陳水扁総統は元旦祝辞のなかで、「経済第一」「構造改革」「平和安定の両岸構造確立」を重点政策として明示した。間違いなくこれらはわが国が直面している試練であり、不可避の問題である。

 

 近年、国際政治と経済は急激に変化しており、さらに中国の要素も加わり、わが国の生存と発展に新たな問題をもたらしている。わが国を虎視眈々と狙っている中国は、わが国内部の問題に狙いをつけ、武力による威嚇を強めると同時に、経済による統一戦線工作を強化し、与野党ならびに国民の国家に対するアイデンティティーを分断させようとしている。

 

 この状況に与野党は冷静に対処し、深謀遠慮をもって台湾の将来を考えるべきである。

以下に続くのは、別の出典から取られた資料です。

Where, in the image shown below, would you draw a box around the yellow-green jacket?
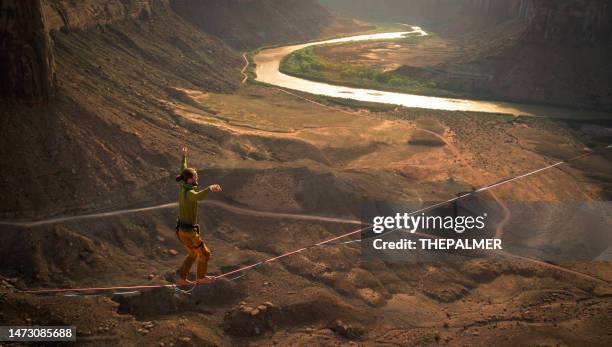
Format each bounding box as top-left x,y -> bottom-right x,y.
177,154 -> 210,226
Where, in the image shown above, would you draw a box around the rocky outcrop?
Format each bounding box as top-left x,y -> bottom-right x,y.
113,280 -> 244,318
170,0 -> 335,49
0,0 -> 55,102
223,301 -> 281,337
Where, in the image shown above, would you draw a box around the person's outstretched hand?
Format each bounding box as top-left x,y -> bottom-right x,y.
208,184 -> 222,192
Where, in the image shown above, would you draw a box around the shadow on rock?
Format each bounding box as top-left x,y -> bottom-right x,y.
223,293 -> 369,338
113,279 -> 245,318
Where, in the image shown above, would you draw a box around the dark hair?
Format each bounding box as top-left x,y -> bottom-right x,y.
176,168 -> 197,183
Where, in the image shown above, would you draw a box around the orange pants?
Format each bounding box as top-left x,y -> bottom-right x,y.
177,228 -> 211,280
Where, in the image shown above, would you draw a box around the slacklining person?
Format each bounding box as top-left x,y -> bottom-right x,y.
175,147 -> 222,285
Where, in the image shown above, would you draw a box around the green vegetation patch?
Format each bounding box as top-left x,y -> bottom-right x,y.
280,45 -> 465,99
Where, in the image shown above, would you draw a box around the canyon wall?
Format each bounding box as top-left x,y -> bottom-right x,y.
0,0 -> 169,103
41,0 -> 348,50
320,0 -> 612,43
1,0 -> 340,102
41,0 -> 183,32
42,0 -> 159,32
523,0 -> 612,43
170,0 -> 335,49
0,0 -> 55,102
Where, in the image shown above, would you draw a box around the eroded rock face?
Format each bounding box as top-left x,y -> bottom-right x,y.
522,0 -> 612,43
41,0 -> 161,32
0,0 -> 55,102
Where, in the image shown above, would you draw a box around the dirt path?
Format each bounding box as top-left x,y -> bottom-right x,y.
241,53 -> 249,84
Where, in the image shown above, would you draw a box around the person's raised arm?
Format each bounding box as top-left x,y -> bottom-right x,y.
181,147 -> 188,172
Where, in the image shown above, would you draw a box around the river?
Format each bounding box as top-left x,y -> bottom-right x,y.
254,26 -> 610,119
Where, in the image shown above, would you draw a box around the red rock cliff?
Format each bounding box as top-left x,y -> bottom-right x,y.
0,0 -> 55,102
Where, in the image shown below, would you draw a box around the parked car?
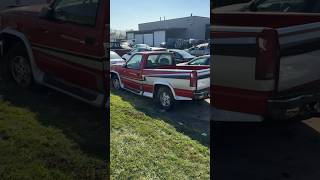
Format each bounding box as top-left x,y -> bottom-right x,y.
150,47 -> 167,51
177,55 -> 210,66
111,51 -> 210,110
211,0 -> 320,122
0,0 -> 109,107
133,44 -> 150,49
122,47 -> 151,61
110,41 -> 132,56
110,51 -> 125,65
186,43 -> 210,56
169,49 -> 195,63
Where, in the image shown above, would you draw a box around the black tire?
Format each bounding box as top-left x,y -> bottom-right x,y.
111,75 -> 121,90
156,86 -> 175,110
8,43 -> 33,88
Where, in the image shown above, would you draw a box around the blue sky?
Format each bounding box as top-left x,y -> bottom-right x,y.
111,0 -> 210,30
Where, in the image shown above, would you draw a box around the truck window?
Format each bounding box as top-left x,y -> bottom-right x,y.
53,0 -> 100,26
146,54 -> 174,68
127,54 -> 142,69
172,52 -> 183,59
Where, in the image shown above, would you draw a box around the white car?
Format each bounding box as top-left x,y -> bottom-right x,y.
121,48 -> 151,61
110,51 -> 125,65
186,43 -> 210,57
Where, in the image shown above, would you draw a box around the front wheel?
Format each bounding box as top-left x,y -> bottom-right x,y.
9,43 -> 33,88
157,86 -> 175,110
111,75 -> 121,90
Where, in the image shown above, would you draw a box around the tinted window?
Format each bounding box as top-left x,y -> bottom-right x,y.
53,0 -> 99,26
127,54 -> 142,69
146,54 -> 174,68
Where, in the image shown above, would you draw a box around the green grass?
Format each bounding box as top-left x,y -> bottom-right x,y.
110,93 -> 210,179
0,101 -> 107,180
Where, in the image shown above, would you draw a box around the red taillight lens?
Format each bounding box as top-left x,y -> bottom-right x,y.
190,71 -> 197,87
255,28 -> 279,80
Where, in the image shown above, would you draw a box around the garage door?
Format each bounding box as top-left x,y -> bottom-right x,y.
135,34 -> 143,44
143,34 -> 154,46
154,31 -> 166,47
127,33 -> 134,40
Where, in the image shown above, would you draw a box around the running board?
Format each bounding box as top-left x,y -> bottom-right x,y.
43,75 -> 103,104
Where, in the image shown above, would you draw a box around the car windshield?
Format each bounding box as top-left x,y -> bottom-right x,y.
110,51 -> 122,59
134,44 -> 149,48
189,57 -> 209,65
252,0 -> 319,12
172,50 -> 194,58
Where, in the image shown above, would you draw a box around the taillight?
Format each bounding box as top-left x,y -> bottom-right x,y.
255,28 -> 279,80
190,71 -> 197,87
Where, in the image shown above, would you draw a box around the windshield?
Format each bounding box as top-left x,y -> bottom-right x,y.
189,57 -> 209,65
252,0 -> 319,13
172,50 -> 194,58
110,51 -> 122,59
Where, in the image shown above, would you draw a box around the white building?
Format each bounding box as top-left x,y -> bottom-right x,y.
126,16 -> 210,47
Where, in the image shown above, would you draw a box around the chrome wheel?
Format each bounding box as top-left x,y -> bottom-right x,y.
11,56 -> 32,88
160,91 -> 171,107
112,77 -> 120,90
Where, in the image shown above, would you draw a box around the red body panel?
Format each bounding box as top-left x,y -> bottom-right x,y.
0,0 -> 110,106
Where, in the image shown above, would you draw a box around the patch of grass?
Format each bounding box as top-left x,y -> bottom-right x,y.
0,101 -> 107,180
110,93 -> 210,179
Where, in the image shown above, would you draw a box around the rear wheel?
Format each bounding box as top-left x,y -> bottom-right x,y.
8,43 -> 33,88
157,86 -> 175,110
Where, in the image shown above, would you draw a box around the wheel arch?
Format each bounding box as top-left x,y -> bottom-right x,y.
110,70 -> 124,88
153,82 -> 177,100
0,28 -> 44,83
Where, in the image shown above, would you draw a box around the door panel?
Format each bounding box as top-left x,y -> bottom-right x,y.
32,0 -> 105,93
122,54 -> 143,92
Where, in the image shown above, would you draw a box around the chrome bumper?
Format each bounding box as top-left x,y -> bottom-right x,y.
268,93 -> 320,120
194,89 -> 210,100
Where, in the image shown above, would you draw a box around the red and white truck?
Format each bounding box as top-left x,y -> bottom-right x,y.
0,0 -> 109,107
211,0 -> 320,122
111,51 -> 210,110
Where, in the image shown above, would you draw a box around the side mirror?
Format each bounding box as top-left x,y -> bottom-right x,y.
39,6 -> 54,19
122,63 -> 127,68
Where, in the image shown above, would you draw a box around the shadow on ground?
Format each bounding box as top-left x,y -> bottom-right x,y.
112,89 -> 210,146
0,81 -> 107,161
212,120 -> 320,180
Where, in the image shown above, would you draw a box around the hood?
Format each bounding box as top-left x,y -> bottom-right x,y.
1,4 -> 46,16
213,3 -> 250,13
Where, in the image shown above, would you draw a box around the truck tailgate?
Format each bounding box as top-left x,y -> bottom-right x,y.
197,68 -> 210,90
277,22 -> 320,92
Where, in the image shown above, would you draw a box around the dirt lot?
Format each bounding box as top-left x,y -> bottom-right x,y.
212,119 -> 320,180
111,90 -> 210,146
0,80 -> 107,161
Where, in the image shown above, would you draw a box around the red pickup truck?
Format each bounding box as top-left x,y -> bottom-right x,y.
211,0 -> 320,122
0,0 -> 109,107
111,51 -> 210,110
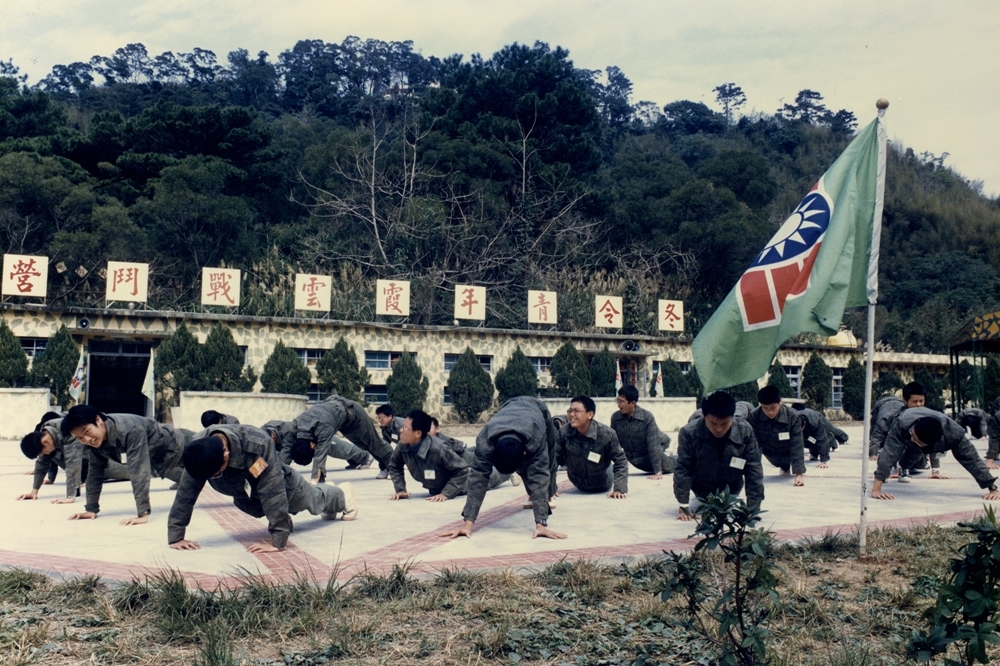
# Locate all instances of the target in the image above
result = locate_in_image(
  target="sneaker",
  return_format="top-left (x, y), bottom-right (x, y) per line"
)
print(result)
top-left (509, 474), bottom-right (522, 487)
top-left (809, 455), bottom-right (819, 461)
top-left (345, 454), bottom-right (373, 470)
top-left (340, 482), bottom-right (358, 521)
top-left (375, 468), bottom-right (389, 480)
top-left (169, 482), bottom-right (179, 490)
top-left (898, 474), bottom-right (911, 484)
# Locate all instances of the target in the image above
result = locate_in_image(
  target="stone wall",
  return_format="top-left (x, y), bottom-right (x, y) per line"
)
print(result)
top-left (0, 388), bottom-right (53, 439)
top-left (174, 391), bottom-right (308, 431)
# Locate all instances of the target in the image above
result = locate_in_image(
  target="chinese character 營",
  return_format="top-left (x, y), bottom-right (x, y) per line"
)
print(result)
top-left (9, 258), bottom-right (41, 293)
top-left (532, 292), bottom-right (552, 322)
top-left (383, 282), bottom-right (403, 314)
top-left (663, 302), bottom-right (681, 329)
top-left (206, 272), bottom-right (236, 304)
top-left (598, 298), bottom-right (620, 324)
top-left (302, 276), bottom-right (327, 308)
top-left (460, 287), bottom-right (479, 316)
top-left (113, 267), bottom-right (140, 296)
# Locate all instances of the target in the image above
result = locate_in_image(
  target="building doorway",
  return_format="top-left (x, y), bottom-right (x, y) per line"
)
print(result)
top-left (87, 340), bottom-right (152, 416)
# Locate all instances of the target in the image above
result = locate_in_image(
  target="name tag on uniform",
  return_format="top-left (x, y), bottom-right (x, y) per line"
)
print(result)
top-left (807, 436), bottom-right (816, 444)
top-left (391, 434), bottom-right (399, 443)
top-left (244, 480), bottom-right (252, 496)
top-left (425, 469), bottom-right (436, 480)
top-left (249, 457), bottom-right (268, 478)
top-left (778, 432), bottom-right (790, 441)
top-left (587, 451), bottom-right (601, 463)
top-left (121, 452), bottom-right (127, 464)
top-left (730, 457), bottom-right (746, 469)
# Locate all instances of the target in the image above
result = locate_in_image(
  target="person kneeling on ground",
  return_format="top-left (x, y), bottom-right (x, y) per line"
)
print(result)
top-left (557, 395), bottom-right (629, 498)
top-left (675, 391), bottom-right (765, 521)
top-left (872, 407), bottom-right (1000, 501)
top-left (611, 385), bottom-right (675, 480)
top-left (168, 424), bottom-right (358, 553)
top-left (747, 385), bottom-right (806, 486)
top-left (440, 396), bottom-right (563, 540)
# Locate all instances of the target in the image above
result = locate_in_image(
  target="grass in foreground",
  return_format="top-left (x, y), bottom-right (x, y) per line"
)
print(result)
top-left (0, 522), bottom-right (990, 665)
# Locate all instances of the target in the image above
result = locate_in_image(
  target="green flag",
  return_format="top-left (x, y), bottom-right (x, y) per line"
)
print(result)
top-left (693, 116), bottom-right (886, 394)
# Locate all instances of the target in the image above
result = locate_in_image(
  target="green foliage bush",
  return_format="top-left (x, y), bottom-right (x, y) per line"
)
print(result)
top-left (315, 337), bottom-right (368, 402)
top-left (841, 356), bottom-right (866, 420)
top-left (494, 346), bottom-right (537, 404)
top-left (0, 319), bottom-right (28, 389)
top-left (551, 342), bottom-right (590, 397)
top-left (725, 381), bottom-right (759, 406)
top-left (914, 366), bottom-right (945, 412)
top-left (446, 348), bottom-right (494, 423)
top-left (801, 353), bottom-right (832, 410)
top-left (765, 359), bottom-right (794, 399)
top-left (259, 340), bottom-right (310, 395)
top-left (386, 351), bottom-right (428, 415)
top-left (687, 365), bottom-right (705, 403)
top-left (659, 359), bottom-right (690, 397)
top-left (28, 325), bottom-right (77, 406)
top-left (589, 348), bottom-right (617, 397)
top-left (156, 323), bottom-right (206, 403)
top-left (985, 357), bottom-right (1000, 409)
top-left (202, 323), bottom-right (256, 392)
top-left (873, 370), bottom-right (904, 400)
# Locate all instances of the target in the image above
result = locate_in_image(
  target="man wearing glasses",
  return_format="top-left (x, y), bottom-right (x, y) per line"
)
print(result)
top-left (557, 395), bottom-right (629, 498)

だが残念ながら、与野党は共に対立を繰り返しているのが現状だ。その結果、経済政策、構造改革、国家へのアイデンティティーに対する考えの相違がますます深まっている。こうした状況は、台湾にとって百害あって一利もないものである。

 

 ところが野党は中国への投資の大幅開放と三通の積極的開放を主張し、経済当局もこれに同調して資金の海外移転を奨励し、国内産業の振興への資金振り向けを怠り、台湾経済再生を遠のかせてしまった。中国への投資を主張する者はいわゆる経済の「グローバル化」を根拠にしている。だがそれは自国経済の問題点を省みず、グローバル化を妄信しているにすぎない。産業と資本の一方的な中国移転は単なる「中国化」であって、「グローバル化」ではない。国内経済の問題点は十数年来の積弊によるものであり、ここで「中国化」を「グローバル化」にすり替え、企業や個人の無秩序な対中国投資を喧伝したのでは、台湾経済の空洞化を進めるばかりである。台湾が経済の自主性を喪失し、中国に生死を握られるところとなったなら、台湾はどうなるだろうか。まさか対中開放を主張する人々は、それを望んでいるわけではあるまい。

 

 今やらねばならないことは明白である。まず国内経済構造を改革し、競争力を高める以外にない。目を外よりも内に向けることだ。そうしてこそ、両岸関係にも有利な状況が創出できるのである。

 

 さらに中国は目下、表面上は繁栄しているが、内部には深刻な問題を抱えており、台湾経済の希望の拠り所などではない。まして三通が台湾を救い、企業は中国に進出しなければ倒産するというわけでは決してない。それは逆であって、台湾の未来は台湾経済の自主能力にこそかかっているのであって、さらに民主と法治の強化にこそあるのだ。民主の台湾と専制の中国との間にあって、これこそ台湾にとっての最大の安全弁となるのである。陳水扁総統が「国民の力を結集し、経済第一に全力を傾注し、構造改革を推進する」と表明した意味はここにある。

 

 過去二年余、与野党ともに両岸問題で対立を繰り返し、産業の萎縮、経済の停滞、失業率の増加といった国内問題に心血を注ぐことはなかった。与野党は陳水扁総統の「経済第一」政策貫徹の表明を契機に、両岸問題は冷静に対処するようにしなければならない。そうしなければ、産業は中国に握られ、国家のアイデンティティーは危機に瀕し、台湾は本当に国家として世界地図の中から消えてしまうことになろう。